基本的に風も通さないというか、風を通してしまうと立っていられないので風も通さずに、空の上から広がる空を楽しめるようになっている。
と言っても、各部屋に大きな窓があるので、そこから外を眺める事も出来る。
では、こんな大きな船をどうするのか。
それはとても簡単だ。
船を丸ごとスラの魔法で空に飛ばせばいいのだ。
ただ、それだけだと船の操作が難しいので、操作を簡単にするためにこの船にもう一つの秘密装置を付けている。
それが船の後尾に設置した――――『魔導エンジン』である。
これはスラではなく、僕の従魔であるコメにお願いして、風を噴射して貰うように作った。
それを最先頭に作った『操舵室』から操作出来るようにして、前進、減速、停止、左回り、右回りが出来るようになり、スラの分体に船の上下を指示を出す作りだ。
「では早速、王都に向かおう~!」
予行練習も兼ねて、旅客船の船長や操舵手、その他の全従業員が乗り込んで、実戦さながらの予行練習となった。
まあ、来週の週末から早速出番なので、それまで毎日予行練習が開かれる予定ではあるのだ。
早速空を旅して、最初に着いたのは、隣領のバルバロッサ領都エグザの隣に作られた着陸場だ。
スロリ街からここまで馬車だと半日はかかるのだが、アルカディアだと15分くらいで着くんだな。

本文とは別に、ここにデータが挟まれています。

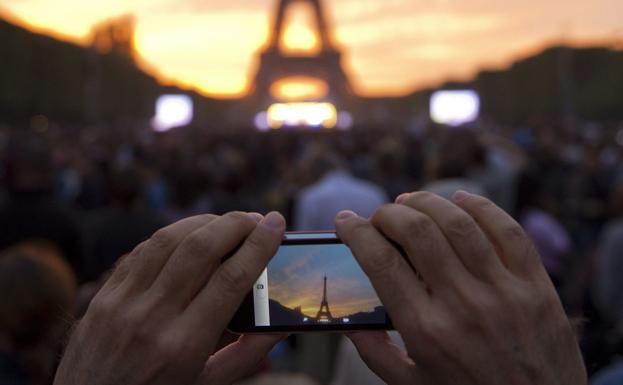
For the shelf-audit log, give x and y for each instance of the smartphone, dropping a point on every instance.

お義父様とお義母様が出迎えてくれて手を振ってくれる。
そういえば、この街にアイラ姉ちゃんがいるはずだが…………もう2年半も会ってないんだけど、元気にしてるのだろうか?
今日はスケジュールがびっしりなので、挨拶には行けなさそうだ。
お義父様に挨拶を終え、領都エグザの住民達にも見守られる中、船を浮かせて、王都を目指した。
以前王都まで馬車で一週間程掛ったのだが、アルカディアは無事3時間で着けれた。
そこから北ベルン領の二つの元王都にも行くので、王様やイレイザ先生に船を見せてそのまま北ベルン領に向かった。
イレイザ先生も王都から合流して空の旅を楽しんでくれた。
だが、この時。
僕が知らない場所で僕が想像していたよりも大きな事が起きようとしたのは、想像だにしなかった。